The other day, I hiked back to the pond to paint it.  It is a little kettle pond, left behind by glaciers ages ago, and tall spruce trees surround it.  Sphagnum moss lines its periphery.  Here and there, a birch has pushed aside the spruces and reached out a green limb or two.

What draws me to this pond is the effect of light and shadow on it.  When you have a pond with a certain amount of particulate matter suspended in the water such as this one, the water will glow a warm, muddy brown where the light hits it.  Shadowed parts take on an almost violet cast.  (By the way, that particulate matter didn’t matter to our forebears; the ice was for preserving food, not for chilling a martini.)  For this painting, I first blocked in the warm, muddy brown areas and next the violety shadows.  The little bits of reflected sky light I added in toward the end.

One interesting thing you may note about the sunlit part of the pond is that it is nearly pure orange in the foreground and then cools to a more red-violet in the distance.  I didn’t see it that way, but it helps with creating an illusion of distance from one end of the pond to the other.

June 18, 2012 / pleinairman

Painting on Unstretched Canvas – and Artsipelago

Trina’s Lupines, 9×12, oil 

For those of you visiting Downeast Maine or Coastal New Brunswick this summer, there’s a new cultural guide out for the area.  It’s called Artsipelago, which is a play on the word “archipelago.”  (You can visit the website at www.artsipelago.com.)  I’m on the list of artists, under Friar’s Bay Studio Gallery.  I hope you’ll stop by for a visit.

On another note, I’ve been playing with painting on unstretched canvas.  Although in the past I haven’t cared much for painting on canvas because of the texture, I’m enjoying painting on this particular canvas.  I picked up a small roll of  Fredrix Style 589 Portrait Acrylic Primed Linen Canvas from Dick Blick.  I don’t find the weave objectionable.  The two paintings accompanying this post were painted on it.

Why paint on unstretched canvas? I’ve heard that it’s the best way to travel. Lighter than carrying a stack of hardboard panels, a dozen pieces of canvas and one backboard take up very little room.  If you’re flying to, say, New Zealand (where I’m teaching a workshop next March,) this method would be very handy.  I just tape a piece to a backboard with masking tape and have at it.

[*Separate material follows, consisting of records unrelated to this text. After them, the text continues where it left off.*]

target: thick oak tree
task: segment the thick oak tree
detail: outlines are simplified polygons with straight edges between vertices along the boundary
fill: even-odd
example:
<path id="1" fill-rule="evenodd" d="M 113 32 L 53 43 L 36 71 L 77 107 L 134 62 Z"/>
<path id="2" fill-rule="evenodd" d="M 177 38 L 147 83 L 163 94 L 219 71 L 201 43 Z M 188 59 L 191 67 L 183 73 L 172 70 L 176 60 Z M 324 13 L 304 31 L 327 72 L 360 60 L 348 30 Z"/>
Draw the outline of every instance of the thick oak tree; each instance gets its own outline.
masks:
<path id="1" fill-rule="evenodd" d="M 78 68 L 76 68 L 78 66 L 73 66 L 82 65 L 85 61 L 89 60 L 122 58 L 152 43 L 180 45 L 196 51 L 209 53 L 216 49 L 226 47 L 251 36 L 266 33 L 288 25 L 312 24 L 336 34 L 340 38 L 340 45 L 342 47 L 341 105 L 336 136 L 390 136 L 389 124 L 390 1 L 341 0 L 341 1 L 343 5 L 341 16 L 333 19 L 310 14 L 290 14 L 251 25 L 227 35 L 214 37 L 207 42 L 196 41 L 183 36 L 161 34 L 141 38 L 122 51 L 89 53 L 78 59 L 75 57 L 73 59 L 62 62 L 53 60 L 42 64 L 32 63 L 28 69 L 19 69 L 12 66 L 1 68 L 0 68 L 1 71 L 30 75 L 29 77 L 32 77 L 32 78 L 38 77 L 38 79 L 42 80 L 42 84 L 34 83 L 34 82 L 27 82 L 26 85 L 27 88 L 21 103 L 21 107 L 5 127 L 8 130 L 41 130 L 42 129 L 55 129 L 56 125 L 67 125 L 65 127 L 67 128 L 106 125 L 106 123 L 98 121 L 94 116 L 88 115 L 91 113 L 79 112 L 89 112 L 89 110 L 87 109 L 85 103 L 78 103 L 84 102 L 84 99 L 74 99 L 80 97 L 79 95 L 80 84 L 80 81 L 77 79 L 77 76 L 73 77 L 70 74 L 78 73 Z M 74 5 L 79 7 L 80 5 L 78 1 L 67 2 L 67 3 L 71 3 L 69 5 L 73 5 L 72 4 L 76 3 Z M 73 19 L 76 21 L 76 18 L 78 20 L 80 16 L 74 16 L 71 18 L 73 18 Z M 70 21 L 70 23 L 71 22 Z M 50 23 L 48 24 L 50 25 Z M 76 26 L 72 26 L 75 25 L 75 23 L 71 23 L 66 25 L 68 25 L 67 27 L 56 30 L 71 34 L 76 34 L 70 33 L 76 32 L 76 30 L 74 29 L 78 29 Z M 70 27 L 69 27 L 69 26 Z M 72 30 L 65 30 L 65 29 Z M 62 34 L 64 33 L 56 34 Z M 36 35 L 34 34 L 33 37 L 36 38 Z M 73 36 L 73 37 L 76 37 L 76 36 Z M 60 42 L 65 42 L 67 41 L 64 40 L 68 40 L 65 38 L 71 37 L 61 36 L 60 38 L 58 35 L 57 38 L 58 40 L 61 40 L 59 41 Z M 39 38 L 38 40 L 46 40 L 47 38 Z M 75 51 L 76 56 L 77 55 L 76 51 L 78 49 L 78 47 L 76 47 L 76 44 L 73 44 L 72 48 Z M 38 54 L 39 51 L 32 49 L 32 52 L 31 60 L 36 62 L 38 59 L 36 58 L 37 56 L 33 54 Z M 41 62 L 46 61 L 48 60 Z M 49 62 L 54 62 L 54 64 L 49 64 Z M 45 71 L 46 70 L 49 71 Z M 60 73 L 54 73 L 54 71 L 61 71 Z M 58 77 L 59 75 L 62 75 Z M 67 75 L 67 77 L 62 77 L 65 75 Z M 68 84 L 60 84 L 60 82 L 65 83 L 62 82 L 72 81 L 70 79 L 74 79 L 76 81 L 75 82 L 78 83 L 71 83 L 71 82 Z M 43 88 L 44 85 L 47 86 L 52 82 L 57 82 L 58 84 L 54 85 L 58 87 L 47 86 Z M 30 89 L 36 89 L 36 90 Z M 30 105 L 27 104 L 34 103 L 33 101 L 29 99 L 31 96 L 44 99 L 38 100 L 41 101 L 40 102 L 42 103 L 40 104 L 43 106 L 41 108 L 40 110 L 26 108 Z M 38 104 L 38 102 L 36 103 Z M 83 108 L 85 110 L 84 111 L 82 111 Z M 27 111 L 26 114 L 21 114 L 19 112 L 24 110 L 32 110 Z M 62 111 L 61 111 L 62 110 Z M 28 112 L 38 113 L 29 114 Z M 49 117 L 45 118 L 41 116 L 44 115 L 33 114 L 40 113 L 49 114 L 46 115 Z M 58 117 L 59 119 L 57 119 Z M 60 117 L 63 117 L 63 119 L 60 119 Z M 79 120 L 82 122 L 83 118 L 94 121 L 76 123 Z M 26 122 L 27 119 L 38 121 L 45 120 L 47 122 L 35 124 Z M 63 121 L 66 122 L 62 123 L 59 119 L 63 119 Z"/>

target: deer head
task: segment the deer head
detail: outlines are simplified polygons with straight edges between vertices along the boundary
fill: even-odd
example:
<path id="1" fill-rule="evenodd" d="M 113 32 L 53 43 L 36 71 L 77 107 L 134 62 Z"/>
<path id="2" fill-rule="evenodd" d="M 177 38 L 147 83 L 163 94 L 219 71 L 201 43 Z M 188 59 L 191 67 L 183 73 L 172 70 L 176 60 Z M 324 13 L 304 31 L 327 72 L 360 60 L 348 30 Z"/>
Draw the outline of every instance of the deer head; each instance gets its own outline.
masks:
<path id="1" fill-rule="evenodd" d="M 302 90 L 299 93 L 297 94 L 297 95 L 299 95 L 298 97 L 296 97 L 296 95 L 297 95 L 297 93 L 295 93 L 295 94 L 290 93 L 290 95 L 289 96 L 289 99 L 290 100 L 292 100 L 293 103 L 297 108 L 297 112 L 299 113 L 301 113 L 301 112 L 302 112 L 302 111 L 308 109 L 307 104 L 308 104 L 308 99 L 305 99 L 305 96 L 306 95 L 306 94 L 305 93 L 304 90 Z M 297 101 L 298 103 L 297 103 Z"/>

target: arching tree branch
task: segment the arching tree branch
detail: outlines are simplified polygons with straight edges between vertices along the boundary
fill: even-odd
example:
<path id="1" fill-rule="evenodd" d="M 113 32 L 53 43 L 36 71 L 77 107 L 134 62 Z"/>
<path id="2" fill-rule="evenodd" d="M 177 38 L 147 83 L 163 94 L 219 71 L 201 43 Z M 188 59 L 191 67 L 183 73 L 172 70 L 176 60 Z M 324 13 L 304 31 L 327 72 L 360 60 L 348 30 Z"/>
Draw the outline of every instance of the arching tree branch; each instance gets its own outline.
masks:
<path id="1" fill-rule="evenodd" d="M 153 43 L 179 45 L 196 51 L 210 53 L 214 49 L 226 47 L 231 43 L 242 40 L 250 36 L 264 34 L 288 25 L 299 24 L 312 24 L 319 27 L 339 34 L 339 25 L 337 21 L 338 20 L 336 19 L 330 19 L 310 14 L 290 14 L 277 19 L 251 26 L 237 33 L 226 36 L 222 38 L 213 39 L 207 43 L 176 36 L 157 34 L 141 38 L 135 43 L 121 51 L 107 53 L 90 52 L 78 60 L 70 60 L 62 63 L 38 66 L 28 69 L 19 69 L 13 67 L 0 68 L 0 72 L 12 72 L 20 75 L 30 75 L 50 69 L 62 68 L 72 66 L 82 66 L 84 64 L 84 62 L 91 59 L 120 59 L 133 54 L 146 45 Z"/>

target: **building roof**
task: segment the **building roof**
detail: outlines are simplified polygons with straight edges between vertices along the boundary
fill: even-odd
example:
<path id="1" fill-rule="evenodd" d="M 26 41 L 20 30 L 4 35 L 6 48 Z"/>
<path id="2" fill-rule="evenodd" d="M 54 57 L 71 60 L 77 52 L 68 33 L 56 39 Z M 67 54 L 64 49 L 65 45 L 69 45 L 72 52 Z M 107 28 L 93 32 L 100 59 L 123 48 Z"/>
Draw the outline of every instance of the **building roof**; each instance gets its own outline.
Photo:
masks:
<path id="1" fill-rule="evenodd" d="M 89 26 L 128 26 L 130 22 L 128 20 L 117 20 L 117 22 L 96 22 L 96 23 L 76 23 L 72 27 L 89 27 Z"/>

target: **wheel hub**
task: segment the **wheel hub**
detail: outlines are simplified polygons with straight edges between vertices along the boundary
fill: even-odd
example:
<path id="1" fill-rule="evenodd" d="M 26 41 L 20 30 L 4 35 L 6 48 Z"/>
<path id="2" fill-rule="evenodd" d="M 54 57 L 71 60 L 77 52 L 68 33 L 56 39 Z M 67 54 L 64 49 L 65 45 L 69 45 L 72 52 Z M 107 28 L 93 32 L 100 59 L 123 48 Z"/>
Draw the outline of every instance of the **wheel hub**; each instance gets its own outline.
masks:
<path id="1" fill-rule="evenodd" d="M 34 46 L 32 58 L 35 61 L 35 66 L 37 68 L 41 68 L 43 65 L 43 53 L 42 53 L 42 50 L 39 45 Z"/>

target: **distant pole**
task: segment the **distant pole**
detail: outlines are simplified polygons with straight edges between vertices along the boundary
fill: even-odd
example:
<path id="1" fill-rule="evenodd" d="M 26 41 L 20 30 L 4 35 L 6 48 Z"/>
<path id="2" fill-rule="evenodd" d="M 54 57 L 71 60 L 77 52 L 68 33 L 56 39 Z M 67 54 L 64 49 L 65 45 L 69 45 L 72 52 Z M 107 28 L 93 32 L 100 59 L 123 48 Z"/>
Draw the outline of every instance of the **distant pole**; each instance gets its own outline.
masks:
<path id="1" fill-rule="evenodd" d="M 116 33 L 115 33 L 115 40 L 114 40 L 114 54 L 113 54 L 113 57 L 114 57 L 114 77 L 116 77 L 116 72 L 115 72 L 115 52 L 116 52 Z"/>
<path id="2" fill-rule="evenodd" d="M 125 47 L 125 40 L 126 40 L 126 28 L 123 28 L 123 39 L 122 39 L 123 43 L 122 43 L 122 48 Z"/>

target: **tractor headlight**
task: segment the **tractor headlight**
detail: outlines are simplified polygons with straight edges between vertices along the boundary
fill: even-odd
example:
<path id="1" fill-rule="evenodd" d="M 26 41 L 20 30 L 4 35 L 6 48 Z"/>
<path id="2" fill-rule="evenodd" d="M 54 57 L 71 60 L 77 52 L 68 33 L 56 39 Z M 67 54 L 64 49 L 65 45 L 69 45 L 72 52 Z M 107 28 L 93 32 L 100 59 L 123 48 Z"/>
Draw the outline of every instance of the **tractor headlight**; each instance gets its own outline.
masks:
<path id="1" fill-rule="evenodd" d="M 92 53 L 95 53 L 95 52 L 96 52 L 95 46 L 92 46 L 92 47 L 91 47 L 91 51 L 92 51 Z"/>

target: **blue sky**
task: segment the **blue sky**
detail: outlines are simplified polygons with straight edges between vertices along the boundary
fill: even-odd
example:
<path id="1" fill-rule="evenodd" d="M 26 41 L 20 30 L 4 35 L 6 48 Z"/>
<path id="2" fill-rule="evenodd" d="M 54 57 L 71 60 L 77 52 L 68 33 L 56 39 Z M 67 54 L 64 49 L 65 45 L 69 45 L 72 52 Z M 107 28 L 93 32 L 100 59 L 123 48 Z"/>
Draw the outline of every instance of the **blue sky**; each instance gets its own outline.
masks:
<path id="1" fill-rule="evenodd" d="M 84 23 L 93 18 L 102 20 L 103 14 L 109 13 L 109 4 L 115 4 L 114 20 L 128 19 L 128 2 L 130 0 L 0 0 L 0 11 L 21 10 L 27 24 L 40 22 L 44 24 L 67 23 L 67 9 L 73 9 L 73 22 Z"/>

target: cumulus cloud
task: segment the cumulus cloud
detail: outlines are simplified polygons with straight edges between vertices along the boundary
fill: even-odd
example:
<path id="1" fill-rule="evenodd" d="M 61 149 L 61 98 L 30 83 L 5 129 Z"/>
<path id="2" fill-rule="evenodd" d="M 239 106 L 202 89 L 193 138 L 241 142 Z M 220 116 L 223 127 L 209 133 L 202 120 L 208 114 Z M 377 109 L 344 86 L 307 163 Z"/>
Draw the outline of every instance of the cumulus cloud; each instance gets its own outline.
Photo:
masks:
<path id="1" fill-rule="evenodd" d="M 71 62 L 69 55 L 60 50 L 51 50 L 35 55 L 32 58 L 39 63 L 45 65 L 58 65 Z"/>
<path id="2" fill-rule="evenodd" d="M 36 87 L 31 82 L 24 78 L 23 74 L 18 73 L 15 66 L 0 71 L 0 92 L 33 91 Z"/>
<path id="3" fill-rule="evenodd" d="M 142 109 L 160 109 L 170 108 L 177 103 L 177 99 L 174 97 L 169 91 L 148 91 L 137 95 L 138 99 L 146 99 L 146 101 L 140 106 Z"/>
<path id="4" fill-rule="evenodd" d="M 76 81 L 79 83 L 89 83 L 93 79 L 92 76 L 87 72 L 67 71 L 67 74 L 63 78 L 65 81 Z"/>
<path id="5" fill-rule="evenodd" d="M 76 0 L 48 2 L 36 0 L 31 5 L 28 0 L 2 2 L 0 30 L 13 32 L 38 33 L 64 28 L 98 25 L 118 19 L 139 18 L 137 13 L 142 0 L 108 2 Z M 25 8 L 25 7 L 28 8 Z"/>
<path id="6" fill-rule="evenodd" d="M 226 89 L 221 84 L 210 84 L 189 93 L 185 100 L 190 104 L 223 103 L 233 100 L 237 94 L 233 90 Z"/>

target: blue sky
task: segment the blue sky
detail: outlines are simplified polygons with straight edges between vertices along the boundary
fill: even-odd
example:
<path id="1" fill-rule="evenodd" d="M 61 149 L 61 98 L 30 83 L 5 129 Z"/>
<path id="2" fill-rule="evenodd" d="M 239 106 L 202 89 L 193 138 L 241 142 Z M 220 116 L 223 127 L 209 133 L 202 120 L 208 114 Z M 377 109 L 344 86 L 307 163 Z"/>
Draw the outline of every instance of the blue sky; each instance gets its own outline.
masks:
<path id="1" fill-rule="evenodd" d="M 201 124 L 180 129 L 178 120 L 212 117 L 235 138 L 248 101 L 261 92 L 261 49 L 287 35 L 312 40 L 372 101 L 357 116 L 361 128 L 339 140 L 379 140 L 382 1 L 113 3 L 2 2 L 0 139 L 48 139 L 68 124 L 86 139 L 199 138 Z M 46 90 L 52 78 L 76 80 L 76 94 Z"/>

Of course, one might ask, But what if the paintings are still wet?  As Mr McGuire told Ben in The Graduate, “I just want to say one word – plastics.”  A sheet of plastic wrap over each piece will keep the painting from smearing if it’s still tacky.  If you’re prone to an impasto technique, you’ll lose some texture, but you can easily add more paint once you’re home.  Or, you can use alkyds such as Gamblin’s Fastmatte paints and have the painting dry more quickly.  When everything’s dry, Lineco Neutral pH Adhesive, a reversible and archival glue, can be used to mount the painting on a suitable backboard.

Summer Shadows, 9×12, oil

June 13, 2012 / pleinairman

Friar’s Bay Studio Gallery Re-Opening Saturday, June 30

“Path through the Apple Trees” 9×12, oil – available

In conjunction with the Plein Air Painters of the Bay of Fundy paintout over the upcoming Independence Day/Canada Day weekend, Friar’s Bay Studio Gallery will host a reception for the artists and public.

You’re invited to stop by the gallery on Saturday, June 30, from 5-7 pm Atlantic Time for the reception.  This will also be our first open day for the season!  We’re located at 822 Route 774 on Campobello Island.  For full directions and other information, vist the website at www.FriarsBayGallery.com.

Starting July 3, our hours will be Tuesday-Saturday, 1-6 pm Atlantic Time (other times by appointment or chance.)

I’ve got a lot of new work that I did after we closed the gallery last season, plus I’m painting more in preparation for my exhibit at Sunbury Shores Art & Nature Centre in July.  The theme is “Buildings in the Landscape.” I’d be delighted to have you come by, and I’ll give you a tour of the studio, too!  I can’t promise that the apple trees will be blooming – that’s the gallery in the painting at the top of this post – but the lupines are beautiful right now.